“The drum has truly been my most faithful companion in the world,” Alfio Antico says on air at Rete Italia, “It’s like my mother’s breast that taught me how to feed.”

These words explain, better than any technical analysis, the profound bond between the Sicilian artist and his music.

Antico’s latest album, La macchia, was born from the encounter between a musician and his producer, both coming from musically distant worlds.

The collaboration began almost by chance, thanks to Giulio Fonseca—known as Go Dugong—a friend of Antico’s son, Mattia.

“He asked if I could collaborate on a track and I said, ‘Of course, with pleasure.’” From there, over time, came the idea of a “somewhat electronic” album, moving between composition and improvisation.

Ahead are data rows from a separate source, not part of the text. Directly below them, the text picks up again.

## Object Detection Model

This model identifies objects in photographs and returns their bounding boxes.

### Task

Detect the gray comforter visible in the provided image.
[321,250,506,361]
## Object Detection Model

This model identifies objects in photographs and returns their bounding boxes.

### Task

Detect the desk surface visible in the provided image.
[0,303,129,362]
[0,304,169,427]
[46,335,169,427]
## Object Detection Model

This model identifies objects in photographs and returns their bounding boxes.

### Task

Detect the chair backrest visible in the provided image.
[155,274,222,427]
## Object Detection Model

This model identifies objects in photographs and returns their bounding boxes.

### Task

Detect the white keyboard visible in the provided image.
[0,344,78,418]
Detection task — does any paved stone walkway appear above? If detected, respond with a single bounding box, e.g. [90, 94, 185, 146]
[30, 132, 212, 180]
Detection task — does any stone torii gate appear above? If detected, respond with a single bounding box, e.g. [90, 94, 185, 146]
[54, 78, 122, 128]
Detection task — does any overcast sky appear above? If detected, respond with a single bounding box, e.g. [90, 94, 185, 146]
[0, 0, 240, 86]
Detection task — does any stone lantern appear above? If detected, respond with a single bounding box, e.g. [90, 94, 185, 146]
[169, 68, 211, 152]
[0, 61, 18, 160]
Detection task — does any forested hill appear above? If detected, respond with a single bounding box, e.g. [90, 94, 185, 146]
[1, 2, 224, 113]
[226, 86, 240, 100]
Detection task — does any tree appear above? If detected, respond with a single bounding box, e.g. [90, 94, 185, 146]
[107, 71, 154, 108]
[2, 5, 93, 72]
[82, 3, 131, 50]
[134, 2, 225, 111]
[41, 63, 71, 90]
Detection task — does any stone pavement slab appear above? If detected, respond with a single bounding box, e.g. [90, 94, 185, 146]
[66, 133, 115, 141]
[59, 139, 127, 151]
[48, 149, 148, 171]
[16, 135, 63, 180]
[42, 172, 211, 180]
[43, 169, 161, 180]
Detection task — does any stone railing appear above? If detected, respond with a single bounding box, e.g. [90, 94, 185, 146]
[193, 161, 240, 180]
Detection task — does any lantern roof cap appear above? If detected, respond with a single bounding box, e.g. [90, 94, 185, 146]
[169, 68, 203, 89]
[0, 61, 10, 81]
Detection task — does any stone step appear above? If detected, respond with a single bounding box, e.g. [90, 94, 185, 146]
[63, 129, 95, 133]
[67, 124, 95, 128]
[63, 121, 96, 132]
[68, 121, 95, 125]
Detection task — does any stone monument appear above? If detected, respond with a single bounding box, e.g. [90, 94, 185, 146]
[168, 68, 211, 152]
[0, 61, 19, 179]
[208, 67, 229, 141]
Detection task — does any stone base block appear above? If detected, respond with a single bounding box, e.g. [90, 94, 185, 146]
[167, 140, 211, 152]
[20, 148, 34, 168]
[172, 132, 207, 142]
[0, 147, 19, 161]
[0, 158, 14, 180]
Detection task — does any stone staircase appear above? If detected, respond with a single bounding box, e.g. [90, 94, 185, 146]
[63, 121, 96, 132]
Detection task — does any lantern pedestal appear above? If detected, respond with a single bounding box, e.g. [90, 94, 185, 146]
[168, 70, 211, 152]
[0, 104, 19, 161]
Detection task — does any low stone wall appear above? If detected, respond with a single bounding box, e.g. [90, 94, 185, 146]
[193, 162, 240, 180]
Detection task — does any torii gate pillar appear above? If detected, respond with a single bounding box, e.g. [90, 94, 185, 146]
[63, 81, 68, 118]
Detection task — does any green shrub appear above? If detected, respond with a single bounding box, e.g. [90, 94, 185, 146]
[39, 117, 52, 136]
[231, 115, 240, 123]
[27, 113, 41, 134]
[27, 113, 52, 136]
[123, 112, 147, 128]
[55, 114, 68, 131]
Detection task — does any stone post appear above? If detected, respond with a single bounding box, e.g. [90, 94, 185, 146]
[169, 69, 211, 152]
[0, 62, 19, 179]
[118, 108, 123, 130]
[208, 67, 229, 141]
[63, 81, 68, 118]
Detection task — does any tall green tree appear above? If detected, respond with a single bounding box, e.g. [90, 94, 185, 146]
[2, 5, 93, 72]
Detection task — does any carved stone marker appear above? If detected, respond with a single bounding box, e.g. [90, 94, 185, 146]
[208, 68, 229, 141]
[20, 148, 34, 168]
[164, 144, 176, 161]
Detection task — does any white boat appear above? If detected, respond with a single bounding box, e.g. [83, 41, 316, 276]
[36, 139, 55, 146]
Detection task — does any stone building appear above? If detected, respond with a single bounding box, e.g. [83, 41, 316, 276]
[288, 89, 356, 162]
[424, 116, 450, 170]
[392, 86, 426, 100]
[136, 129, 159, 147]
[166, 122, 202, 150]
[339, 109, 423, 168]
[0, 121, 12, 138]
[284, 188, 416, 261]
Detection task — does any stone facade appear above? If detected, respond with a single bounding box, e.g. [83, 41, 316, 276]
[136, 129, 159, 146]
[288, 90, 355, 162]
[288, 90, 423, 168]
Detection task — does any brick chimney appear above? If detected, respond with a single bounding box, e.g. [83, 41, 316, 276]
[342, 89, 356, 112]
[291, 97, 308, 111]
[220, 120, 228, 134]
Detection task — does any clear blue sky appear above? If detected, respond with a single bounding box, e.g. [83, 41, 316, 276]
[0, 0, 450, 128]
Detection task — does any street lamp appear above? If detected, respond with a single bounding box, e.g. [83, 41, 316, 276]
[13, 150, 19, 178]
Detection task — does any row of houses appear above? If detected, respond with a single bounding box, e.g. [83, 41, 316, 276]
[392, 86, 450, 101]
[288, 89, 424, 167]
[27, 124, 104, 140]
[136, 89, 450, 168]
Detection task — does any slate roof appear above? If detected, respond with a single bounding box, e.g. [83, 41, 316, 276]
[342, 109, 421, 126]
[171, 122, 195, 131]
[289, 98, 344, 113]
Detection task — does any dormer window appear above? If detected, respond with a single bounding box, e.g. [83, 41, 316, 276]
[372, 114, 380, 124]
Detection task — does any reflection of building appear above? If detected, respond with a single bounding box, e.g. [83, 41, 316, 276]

Improvisation, however, is no incidental element—it’s the beating heart of the project. “It came later, when we recorded,” he explains.

And it’s there that Antico’s music inevitably returns to its origins: “Travelling through mythology, through my culture … like the sea, which is never the same—sometimes calm, sometimes violent.”

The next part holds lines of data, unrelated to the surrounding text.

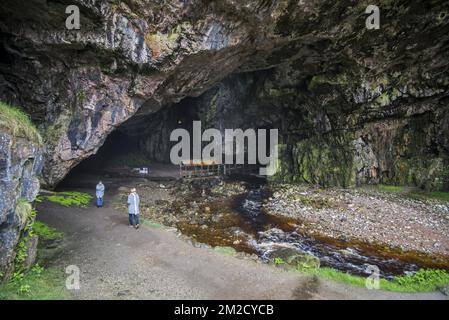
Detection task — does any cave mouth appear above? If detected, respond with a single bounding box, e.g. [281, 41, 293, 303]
[56, 82, 273, 190]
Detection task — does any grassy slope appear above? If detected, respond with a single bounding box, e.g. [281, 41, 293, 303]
[0, 101, 42, 144]
[305, 268, 449, 292]
[0, 265, 69, 300]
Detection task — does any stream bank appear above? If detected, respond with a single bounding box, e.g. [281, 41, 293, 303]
[117, 177, 449, 279]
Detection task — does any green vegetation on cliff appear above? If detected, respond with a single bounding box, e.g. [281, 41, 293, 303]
[38, 191, 92, 208]
[0, 101, 42, 144]
[0, 265, 68, 300]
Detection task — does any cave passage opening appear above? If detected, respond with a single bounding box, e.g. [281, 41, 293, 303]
[58, 82, 272, 188]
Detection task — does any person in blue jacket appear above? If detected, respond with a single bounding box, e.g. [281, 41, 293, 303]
[95, 181, 105, 208]
[128, 188, 140, 229]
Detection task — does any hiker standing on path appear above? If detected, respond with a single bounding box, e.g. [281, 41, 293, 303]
[95, 181, 104, 208]
[128, 188, 140, 229]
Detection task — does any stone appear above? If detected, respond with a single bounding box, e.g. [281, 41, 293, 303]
[268, 248, 320, 269]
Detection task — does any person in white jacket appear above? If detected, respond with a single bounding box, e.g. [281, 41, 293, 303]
[128, 188, 140, 229]
[95, 181, 105, 207]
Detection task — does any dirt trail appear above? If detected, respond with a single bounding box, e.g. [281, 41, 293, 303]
[38, 188, 445, 299]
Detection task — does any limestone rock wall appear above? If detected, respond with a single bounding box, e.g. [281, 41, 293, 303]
[0, 129, 43, 276]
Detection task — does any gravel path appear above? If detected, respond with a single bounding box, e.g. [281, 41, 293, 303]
[264, 184, 449, 259]
[34, 186, 445, 299]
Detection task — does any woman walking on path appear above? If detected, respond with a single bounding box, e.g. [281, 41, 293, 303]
[128, 188, 140, 229]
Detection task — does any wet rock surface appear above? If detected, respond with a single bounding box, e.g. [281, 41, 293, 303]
[114, 179, 449, 278]
[0, 128, 42, 276]
[264, 185, 449, 256]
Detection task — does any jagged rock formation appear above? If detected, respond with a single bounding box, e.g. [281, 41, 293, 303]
[0, 0, 449, 189]
[0, 128, 43, 277]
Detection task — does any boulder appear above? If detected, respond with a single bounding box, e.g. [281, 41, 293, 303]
[0, 128, 42, 277]
[268, 248, 320, 269]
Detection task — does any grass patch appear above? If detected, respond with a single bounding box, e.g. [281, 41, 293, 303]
[33, 221, 64, 241]
[409, 191, 449, 202]
[0, 265, 69, 300]
[0, 101, 42, 144]
[38, 191, 93, 208]
[303, 268, 449, 292]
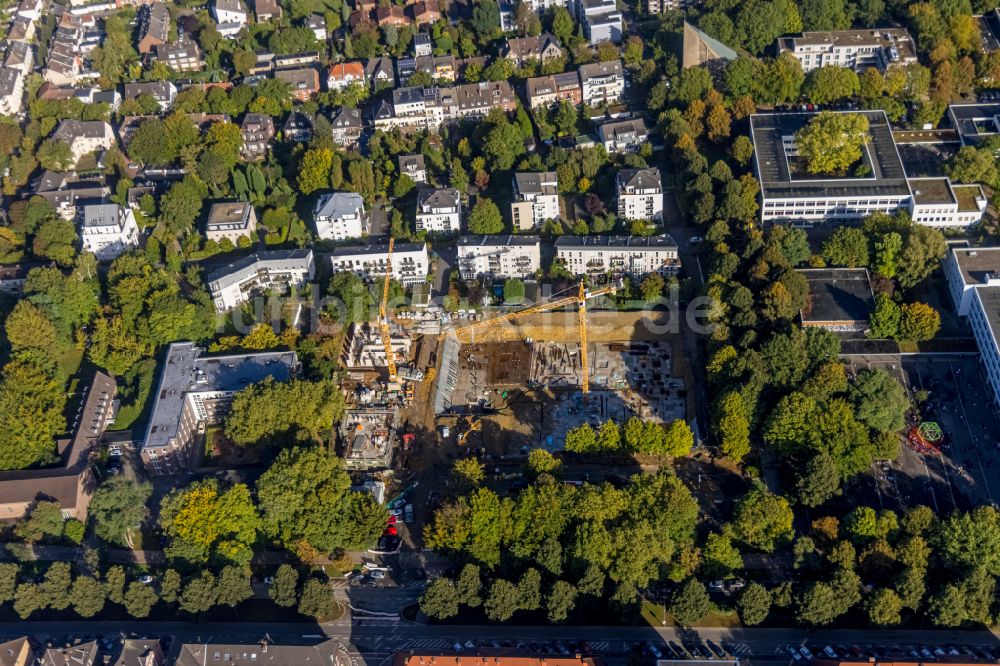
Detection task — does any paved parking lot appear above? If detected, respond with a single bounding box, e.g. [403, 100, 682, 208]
[848, 355, 1000, 514]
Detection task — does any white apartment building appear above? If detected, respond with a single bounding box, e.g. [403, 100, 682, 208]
[212, 0, 250, 37]
[330, 243, 430, 286]
[0, 67, 24, 116]
[80, 204, 139, 261]
[908, 178, 987, 229]
[458, 235, 542, 280]
[750, 111, 911, 223]
[416, 188, 462, 234]
[943, 247, 1000, 406]
[205, 201, 257, 244]
[597, 118, 649, 154]
[579, 60, 625, 106]
[573, 0, 623, 44]
[510, 171, 560, 231]
[556, 234, 680, 279]
[52, 120, 115, 160]
[615, 167, 663, 220]
[313, 192, 365, 241]
[399, 155, 427, 183]
[206, 250, 316, 312]
[375, 81, 518, 132]
[778, 28, 917, 72]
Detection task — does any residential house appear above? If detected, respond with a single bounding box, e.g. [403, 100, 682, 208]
[0, 67, 24, 116]
[411, 0, 441, 26]
[326, 62, 367, 90]
[203, 250, 316, 312]
[399, 154, 427, 183]
[365, 56, 396, 91]
[413, 32, 434, 58]
[141, 342, 298, 472]
[501, 32, 563, 67]
[510, 171, 560, 231]
[330, 106, 363, 148]
[597, 118, 649, 154]
[375, 5, 413, 28]
[281, 109, 315, 142]
[52, 119, 115, 161]
[416, 188, 462, 234]
[212, 0, 250, 37]
[578, 60, 625, 107]
[124, 81, 177, 111]
[777, 28, 917, 73]
[556, 234, 680, 279]
[458, 234, 542, 280]
[253, 0, 281, 23]
[240, 113, 274, 160]
[313, 192, 366, 241]
[156, 39, 205, 73]
[305, 14, 327, 42]
[136, 2, 170, 55]
[80, 204, 139, 261]
[615, 167, 663, 221]
[525, 72, 583, 110]
[274, 68, 319, 102]
[330, 243, 430, 287]
[205, 201, 257, 245]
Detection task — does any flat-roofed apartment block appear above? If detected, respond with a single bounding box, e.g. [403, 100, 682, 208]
[556, 234, 681, 278]
[458, 235, 542, 280]
[948, 104, 1000, 146]
[750, 111, 912, 223]
[798, 268, 875, 333]
[510, 171, 559, 231]
[0, 371, 117, 522]
[909, 178, 987, 228]
[778, 28, 917, 72]
[206, 250, 316, 312]
[140, 342, 299, 475]
[525, 72, 583, 109]
[615, 167, 663, 220]
[943, 247, 1000, 406]
[205, 201, 257, 243]
[330, 243, 430, 286]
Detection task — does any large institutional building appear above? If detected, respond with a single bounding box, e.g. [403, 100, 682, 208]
[140, 342, 299, 475]
[750, 111, 987, 228]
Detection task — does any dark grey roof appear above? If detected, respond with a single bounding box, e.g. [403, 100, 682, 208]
[556, 234, 677, 250]
[750, 111, 910, 198]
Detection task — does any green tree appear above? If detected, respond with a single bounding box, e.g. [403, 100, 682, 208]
[70, 576, 105, 618]
[226, 377, 344, 446]
[125, 582, 158, 619]
[795, 111, 868, 174]
[670, 578, 712, 627]
[420, 578, 460, 620]
[897, 303, 941, 342]
[736, 583, 771, 627]
[88, 476, 153, 546]
[733, 487, 794, 553]
[484, 578, 520, 622]
[267, 564, 299, 608]
[215, 565, 253, 606]
[822, 227, 868, 268]
[468, 197, 503, 234]
[299, 578, 337, 621]
[850, 368, 910, 432]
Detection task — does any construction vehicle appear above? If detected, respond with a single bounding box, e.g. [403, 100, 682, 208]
[378, 238, 396, 385]
[441, 282, 618, 395]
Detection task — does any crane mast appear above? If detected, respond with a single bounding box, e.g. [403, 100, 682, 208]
[378, 238, 396, 382]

The starting point is always the drum. But in Antico’s case, this is no ordinary tambourine—it is a personal, unique instrument. “My drum is a proper instrument, not a tambourine,” he insists.

Deeply immersed in folk tradition, Antico has spent decades transcending, transforming and reinventing it, always with respect, care and study. His path has crossed the history of music—his drum features in Fabrizio De André’s Don Raffaè—but also theatre and diverse musical experiences. “I’ve developed every technique of sound through my drums,” he says.

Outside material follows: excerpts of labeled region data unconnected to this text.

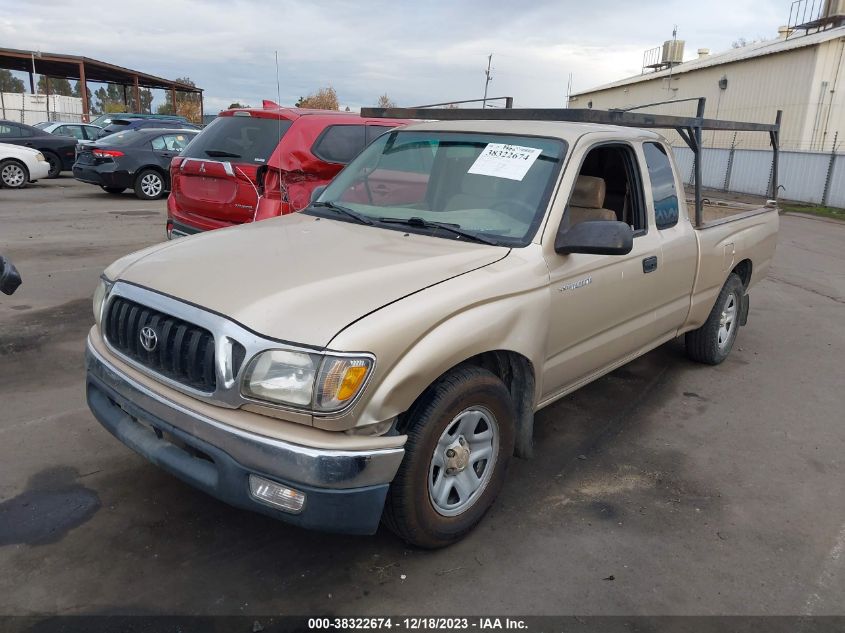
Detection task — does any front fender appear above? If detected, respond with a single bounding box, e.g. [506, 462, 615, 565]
[322, 247, 550, 434]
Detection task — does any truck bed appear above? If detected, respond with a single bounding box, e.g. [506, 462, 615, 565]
[687, 197, 775, 228]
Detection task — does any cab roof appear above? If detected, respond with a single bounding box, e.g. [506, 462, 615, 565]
[403, 120, 662, 144]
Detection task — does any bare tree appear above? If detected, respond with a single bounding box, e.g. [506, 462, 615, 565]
[378, 93, 396, 108]
[296, 86, 340, 110]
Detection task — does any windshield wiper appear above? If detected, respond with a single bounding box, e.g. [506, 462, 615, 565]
[378, 217, 499, 246]
[205, 149, 241, 158]
[310, 202, 374, 226]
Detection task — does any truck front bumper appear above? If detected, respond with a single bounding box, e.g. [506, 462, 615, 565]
[85, 342, 404, 534]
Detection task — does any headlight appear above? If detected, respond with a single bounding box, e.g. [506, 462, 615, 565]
[237, 350, 373, 413]
[93, 277, 114, 326]
[243, 350, 319, 407]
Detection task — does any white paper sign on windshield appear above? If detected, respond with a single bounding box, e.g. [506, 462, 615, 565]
[467, 143, 543, 180]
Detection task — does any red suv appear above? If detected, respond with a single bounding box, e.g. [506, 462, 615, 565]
[167, 101, 410, 238]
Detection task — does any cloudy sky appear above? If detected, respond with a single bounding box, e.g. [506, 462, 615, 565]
[0, 0, 791, 113]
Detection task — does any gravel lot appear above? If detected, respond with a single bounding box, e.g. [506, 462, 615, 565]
[0, 176, 845, 615]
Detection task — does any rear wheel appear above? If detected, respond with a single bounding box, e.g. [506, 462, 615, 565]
[684, 273, 745, 365]
[384, 366, 516, 548]
[41, 151, 62, 178]
[0, 159, 29, 189]
[135, 169, 164, 200]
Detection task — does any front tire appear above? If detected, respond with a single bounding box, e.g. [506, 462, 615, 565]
[384, 366, 516, 549]
[684, 273, 745, 365]
[135, 169, 164, 200]
[0, 158, 29, 189]
[41, 151, 62, 178]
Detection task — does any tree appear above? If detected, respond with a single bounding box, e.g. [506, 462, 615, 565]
[378, 94, 396, 108]
[35, 75, 73, 97]
[156, 77, 202, 123]
[296, 86, 340, 110]
[0, 69, 26, 92]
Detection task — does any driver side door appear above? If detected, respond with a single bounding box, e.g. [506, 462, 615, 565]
[542, 143, 660, 401]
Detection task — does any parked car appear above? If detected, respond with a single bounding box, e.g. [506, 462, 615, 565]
[73, 128, 198, 200]
[87, 111, 778, 548]
[91, 112, 190, 127]
[0, 120, 76, 178]
[33, 121, 103, 141]
[100, 118, 200, 138]
[0, 143, 50, 189]
[167, 101, 407, 237]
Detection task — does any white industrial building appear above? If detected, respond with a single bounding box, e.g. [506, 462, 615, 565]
[569, 12, 845, 152]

In his story, the drum is born from the earth and from everyday life. The first drum Antico built was made from sheepskin. “My uncle helped me,” he recalls. The sheep was called Barulè—meaning baroness.

Barulè was a beautiful, strong animal that, after death, became sound. “If we put it in lime, we’ll make a fine drum,” his uncle told him.

Behind this story lies a vivid portrait of a rural Sicily that now feels distant, yet remains the matrix of everything for Antico. “I have always been connected to nature,” he says.

He also recounts the hardship of his childhood: a sick father, the need to work as a shepherd, poverty. “I had to face that life, but my dream was to become a musician,” he recalls.

Yet his music is not nostalgia; it is living memory, transformed into contemporary language. Even when it meets electronics, Antico never loses contact with the earth—he claims it with pride.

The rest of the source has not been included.